2. Jose Ramirez, Cleveland Indians
With Ramirez manning third and Lindor at shortstop, the Indians have one of the best left sides of the diamonds in baseball. Ramirez, who is younger than everyone else on this list, split his time last year between second base (71 games) and third base (88 games). Early reports indicate that he may start the 2018 season at second if Michael Brantley isn’t ready to go, but eventually Ramirez should shift back to third. Ramirez’s .318/.374/.583 last year ranked 1st/3rd/2nd among third basemen who played at least 80 games. His strikeout rate of 10.7% was by far the best, with Rendon a distant second at 13.6%. He swiped the most bases (17), had a top-five ISO (.265) and an MLB-best wRC+ of 148 for third basemen. While most projections predict Ramirez to have some inevitable regression in 2018, he is locked down through 2021 on a 5-year, $26M contract with club options for 2022 and 2023 and will almost certainly to be providing outstanding value and production for Cleveland for a long time.
1. Kris Bryant, Chicago Cubs.
The Cubs’ one-year, $10.85 million contract with Bryant looks like a bargain compared to the $12.3 million one-year contract that the Nationals signed with Rendon.
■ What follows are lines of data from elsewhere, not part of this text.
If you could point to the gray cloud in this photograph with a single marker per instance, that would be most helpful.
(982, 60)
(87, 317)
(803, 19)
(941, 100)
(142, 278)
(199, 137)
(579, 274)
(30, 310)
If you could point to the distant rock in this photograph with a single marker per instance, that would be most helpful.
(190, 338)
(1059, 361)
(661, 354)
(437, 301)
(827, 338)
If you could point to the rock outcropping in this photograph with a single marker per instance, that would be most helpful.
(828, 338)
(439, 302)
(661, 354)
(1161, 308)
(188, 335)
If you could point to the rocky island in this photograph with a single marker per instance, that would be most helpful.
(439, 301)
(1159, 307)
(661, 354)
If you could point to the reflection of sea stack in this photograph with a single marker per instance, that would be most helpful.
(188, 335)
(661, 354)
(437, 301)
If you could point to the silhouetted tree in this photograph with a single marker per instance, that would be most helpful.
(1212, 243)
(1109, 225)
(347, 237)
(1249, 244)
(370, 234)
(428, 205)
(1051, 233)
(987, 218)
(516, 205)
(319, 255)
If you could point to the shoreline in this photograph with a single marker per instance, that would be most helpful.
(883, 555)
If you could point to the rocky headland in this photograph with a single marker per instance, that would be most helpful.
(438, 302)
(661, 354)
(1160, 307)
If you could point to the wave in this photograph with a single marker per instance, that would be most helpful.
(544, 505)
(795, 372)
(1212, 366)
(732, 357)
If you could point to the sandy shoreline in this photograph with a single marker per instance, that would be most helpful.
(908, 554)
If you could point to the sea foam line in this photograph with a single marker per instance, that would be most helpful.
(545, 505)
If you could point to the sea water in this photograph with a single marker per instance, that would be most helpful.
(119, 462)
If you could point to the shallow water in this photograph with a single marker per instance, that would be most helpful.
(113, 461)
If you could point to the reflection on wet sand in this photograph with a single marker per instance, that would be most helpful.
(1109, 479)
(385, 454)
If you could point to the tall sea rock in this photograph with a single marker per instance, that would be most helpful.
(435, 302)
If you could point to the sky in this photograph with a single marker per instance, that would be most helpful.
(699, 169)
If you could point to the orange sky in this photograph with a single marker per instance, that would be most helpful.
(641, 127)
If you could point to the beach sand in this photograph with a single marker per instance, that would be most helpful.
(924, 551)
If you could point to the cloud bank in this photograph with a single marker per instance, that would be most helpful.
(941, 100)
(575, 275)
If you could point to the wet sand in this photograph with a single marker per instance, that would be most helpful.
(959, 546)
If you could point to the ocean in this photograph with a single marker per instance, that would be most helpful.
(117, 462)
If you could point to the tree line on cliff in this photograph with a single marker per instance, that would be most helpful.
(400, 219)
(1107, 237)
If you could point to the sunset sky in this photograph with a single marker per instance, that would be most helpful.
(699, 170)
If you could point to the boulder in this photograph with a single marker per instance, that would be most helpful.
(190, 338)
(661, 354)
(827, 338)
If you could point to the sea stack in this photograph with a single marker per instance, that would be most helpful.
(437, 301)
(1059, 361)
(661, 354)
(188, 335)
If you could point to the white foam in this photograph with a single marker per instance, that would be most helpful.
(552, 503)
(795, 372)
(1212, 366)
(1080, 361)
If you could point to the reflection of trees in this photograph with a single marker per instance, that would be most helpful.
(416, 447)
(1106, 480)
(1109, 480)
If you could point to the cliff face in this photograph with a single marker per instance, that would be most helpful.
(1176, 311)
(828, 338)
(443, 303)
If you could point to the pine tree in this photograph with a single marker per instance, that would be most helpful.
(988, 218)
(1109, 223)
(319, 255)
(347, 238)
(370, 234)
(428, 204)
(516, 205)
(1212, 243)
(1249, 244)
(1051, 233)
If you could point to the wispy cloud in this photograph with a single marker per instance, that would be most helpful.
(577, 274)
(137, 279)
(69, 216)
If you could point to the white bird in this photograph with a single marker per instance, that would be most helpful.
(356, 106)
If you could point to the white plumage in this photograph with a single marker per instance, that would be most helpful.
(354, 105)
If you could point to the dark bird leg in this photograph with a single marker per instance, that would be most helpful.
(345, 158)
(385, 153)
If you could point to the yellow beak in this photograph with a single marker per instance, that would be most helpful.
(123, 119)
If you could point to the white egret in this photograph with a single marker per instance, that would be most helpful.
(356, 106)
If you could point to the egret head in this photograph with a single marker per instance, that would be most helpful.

Bryant is one of a handful of players in history to follow up a Rookie of the Year award with a league MVP. He did this in 2015–16, when he went from a .275/.369/.488 line as a rookie to a .292/.385/.554 sophomore campaign, collecting 8.3 WAR and 39 home runs along the way. Although his 29 home runs in 2017 might look like a step backward, his .295/.409/.537 looks like progress, and he also walked more, struck out less, and had a higher weighted on-base average. Unlike Rendon, Bryant’s 2017 campaign doesn’t look like an aberration so much as the continued development and refinement of a player who one scout in 2013 said had a “chance to be special.” He will likely mount another MVP-caliber season in 2018, solidifying his case as the best third baseman in the game.
One final note: Adrian Beltre, a surefire first-ballot hall of famer, just played his twentieth season and collected his 3000th hit and trails only George Brett (3154) for the most ever among third basemen. With seven home runs this year, Beltre will pass Chipper Jones for 3rd-most among 3rd basemen. He’s past his prime and likely won’t be better than the five third baseman on this list, but he is capping an incredible baseball career. Five years from whenever he retires, you can count on another third baseman making the Hall.